Argument #14: “Women are intelligent, capable, and spiritually gifted. Why should they be excluded from being elders of a local church?”
A Biblical Response: Women do not qualify Scripturally as elders in the local church for a variety of biblical reasons:
•• Eldership by its very nature is a ministry of authority in the church — for example (1 Timothy 5:17, KJV), “the elders that rule well”. A woman being an elder would violate the prohibition of women having authority over men in the church (1 Timothy 2:12).
• One of God’s indictments of backslidden Jerusalem and Judah was (Isaiah 3:8, 12) “Jerusalem staggers, Judah is falling ... Youths oppress my people, women rule over them. O my people, your guides lead you astray; they turn you from the path.” God has from earliest times placed men in positions of spiritual leadership. For example (Psalm 77:20), “You led your people like a flock by the hand of Moses and Aaron.”God did not lead His people by the hand of Moses, Aaron, and their sister Miriam. Moses subsequently appointed seventy men as anointed elders (Numbers 11:24-25). God through Moses also appointed the sons of Aaron to serve as the priests leadingIsrael’s service at the Tabernacle and the later Temple (Exodus 28:1).

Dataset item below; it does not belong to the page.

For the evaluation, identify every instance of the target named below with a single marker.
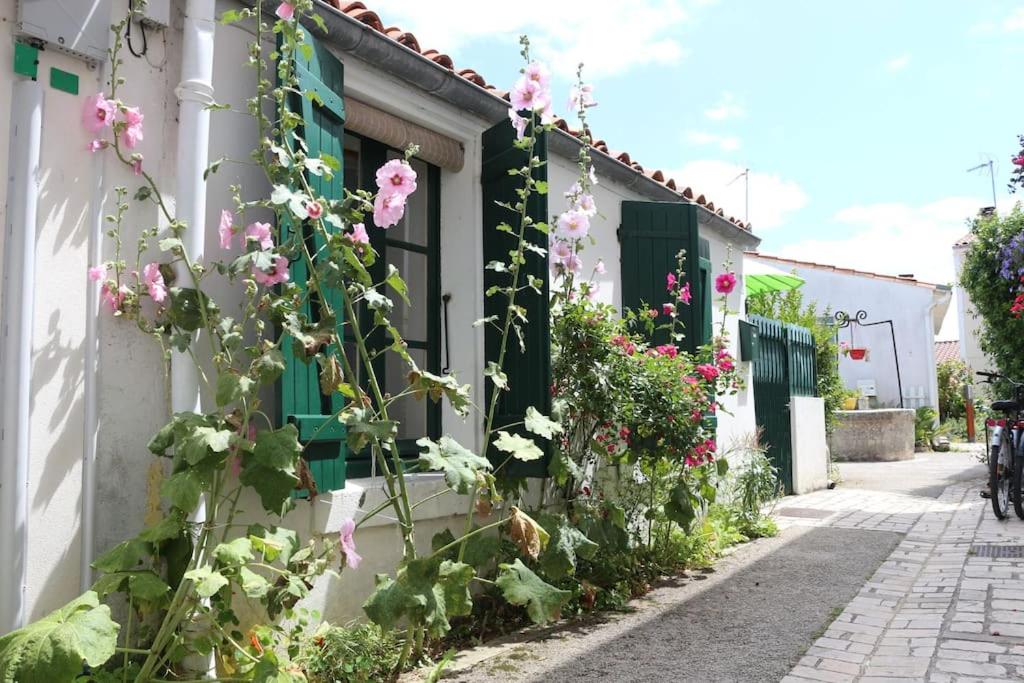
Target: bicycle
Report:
(1006, 453)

•• New Testament church elders are biblically defined as being males — “the husband of but one wife” (1 Timothy 3:2 and Titus 1:6).
•• On a very practical level, difficulties in the area of biblical purity can arise in the process of appointing women as elders in the church. I asked a pastor friend of mine if he intended to ordain women as elders in his church. He said “no” for the following reason. To raise up a good elder, he said, the pastor must spend much time, sometimes one on one, getting to know that person very well, finding out if their life is in biblical order. He will counsel the elder candidate. The pastor and the elder candidate may travel together on sick calls, hospital visits, and other similar practical training activities. In sum, this pastor said, it is inappropriate for a pastor to spend that kind of personal time alone with a woman other than his wife.
•• Permit me at this point to make a related observation concerning traveling ministry. Sometimes church leaders, elders, etc., go out on ministry travel in small groups. A simple, biblical observation is that it is not good to have mixed groups of men and women, not married to each other, traveling together. A seldom-mentioned Scripture that directly addresses this subject is 1 Corinthians 9:5 — “Don’t we have the right to take a believing wife along with us, as do the other apostles?” This verse reveals to us that the early Church’s married apostles customarily had their wives travel with them. They understood the importance of having safeguards for biblical holiness and purity.